For this reason, Gisler and colleagues say, it is well worth understanding how such bubbles occur, for this might show governments how to catalyse long-term thinking that is typically (and increasingly) absent from their own investment strategies and those of the private sector. In the case of the HGP, the researchers argue, the controversial competition between the public IHGSC project and the private enterprise conducted by the biotech firm Celera Genomics worked to the advantage of both, creating an sense of anticipation and hope that expanded the ‘social bubble’ as well as in the end reducing the cost of the research by engaging market mechanisms.

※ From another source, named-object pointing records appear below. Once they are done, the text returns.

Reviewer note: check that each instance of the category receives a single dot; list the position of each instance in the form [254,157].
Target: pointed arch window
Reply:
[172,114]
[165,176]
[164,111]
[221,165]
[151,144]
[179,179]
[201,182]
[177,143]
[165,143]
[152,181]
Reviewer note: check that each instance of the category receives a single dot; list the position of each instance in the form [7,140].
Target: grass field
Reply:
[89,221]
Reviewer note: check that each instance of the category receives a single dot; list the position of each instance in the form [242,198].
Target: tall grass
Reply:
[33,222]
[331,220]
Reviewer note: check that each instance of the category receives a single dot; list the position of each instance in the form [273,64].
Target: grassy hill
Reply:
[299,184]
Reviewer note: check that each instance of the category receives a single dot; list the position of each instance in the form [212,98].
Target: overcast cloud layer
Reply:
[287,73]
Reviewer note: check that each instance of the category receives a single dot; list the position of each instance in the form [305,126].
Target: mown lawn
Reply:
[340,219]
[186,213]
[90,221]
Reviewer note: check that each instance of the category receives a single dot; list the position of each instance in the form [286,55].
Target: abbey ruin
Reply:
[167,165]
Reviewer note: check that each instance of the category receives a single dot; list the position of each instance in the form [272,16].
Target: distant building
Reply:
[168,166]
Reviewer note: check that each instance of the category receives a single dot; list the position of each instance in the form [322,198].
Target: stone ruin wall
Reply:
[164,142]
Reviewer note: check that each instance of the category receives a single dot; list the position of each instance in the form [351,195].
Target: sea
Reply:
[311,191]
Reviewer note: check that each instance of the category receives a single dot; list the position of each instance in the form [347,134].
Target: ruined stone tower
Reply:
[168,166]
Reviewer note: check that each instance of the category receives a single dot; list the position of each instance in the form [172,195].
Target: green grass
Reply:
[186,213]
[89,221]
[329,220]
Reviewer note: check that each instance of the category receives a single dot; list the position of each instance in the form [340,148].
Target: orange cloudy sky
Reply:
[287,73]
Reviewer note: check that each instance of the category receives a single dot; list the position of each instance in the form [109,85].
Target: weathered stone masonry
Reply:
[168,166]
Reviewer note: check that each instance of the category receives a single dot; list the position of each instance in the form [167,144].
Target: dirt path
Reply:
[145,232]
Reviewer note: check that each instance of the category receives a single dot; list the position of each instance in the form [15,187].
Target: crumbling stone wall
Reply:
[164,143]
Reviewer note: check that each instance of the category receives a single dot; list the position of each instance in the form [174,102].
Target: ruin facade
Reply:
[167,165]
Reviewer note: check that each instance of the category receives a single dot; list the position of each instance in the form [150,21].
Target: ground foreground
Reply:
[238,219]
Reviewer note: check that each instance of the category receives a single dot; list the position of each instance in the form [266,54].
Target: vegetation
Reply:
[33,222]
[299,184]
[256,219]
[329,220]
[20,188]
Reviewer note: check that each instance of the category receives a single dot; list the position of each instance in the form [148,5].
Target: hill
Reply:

To that extent, the ‘exuberant innovation’ that social bubbles can engender seems a good thing. But it’s possible that the HGP will never really deliver economically or medically on such massive investment. Worse, the hype might have incubated a harmful rash of genetic determinism. As Gisler and colleagues point out, other ‘omics’ programmes are underway, including an expensively funded NIH initiative to develop high-throughput techniques for solving protein structures. Before animal spirits transform this into the next ‘revolution in medicine’, it might be wise to ask whether the HGP has something to tell us about the wisdom of collecting huge quantities of stamps before we know anything about them.

References
1. Gisler, M., Sornette, D. & Woodard, R. Preprint http://www.arxiv.org/abs/1003.2882.
2. Roberts, L. et al., Science 291, 1195-1200 (2001).
3. Collins, F. S. New England J. Med. 28, 28-37 (1999).
4. Dermitzakis, E. T. & Clark, A. G. Science 326, 239-240 (2009).
5. Pearson, H. Nature 460, 164-169 (2009).
6. Collins, F. S. & McKusick, V. A. J. Am. Med. Soc. 285, 540-544 (2001).
7. Sornette, D. Socio-econ. Rev. 6, 27-38 (2008).
8. Keynes, J. M., The General Theory of Employment, Interest and Money (Macmillan, London, 1936).

1 comment:

JimmyGiro said...

If science has to compete for funding by solicitous means, then sooner or later it becomes a whore, and a fake orgasm never hurts a greedy punter.

It's the moral hazard of paying for a promise, if the money comes for the promise of science, why bother with the science?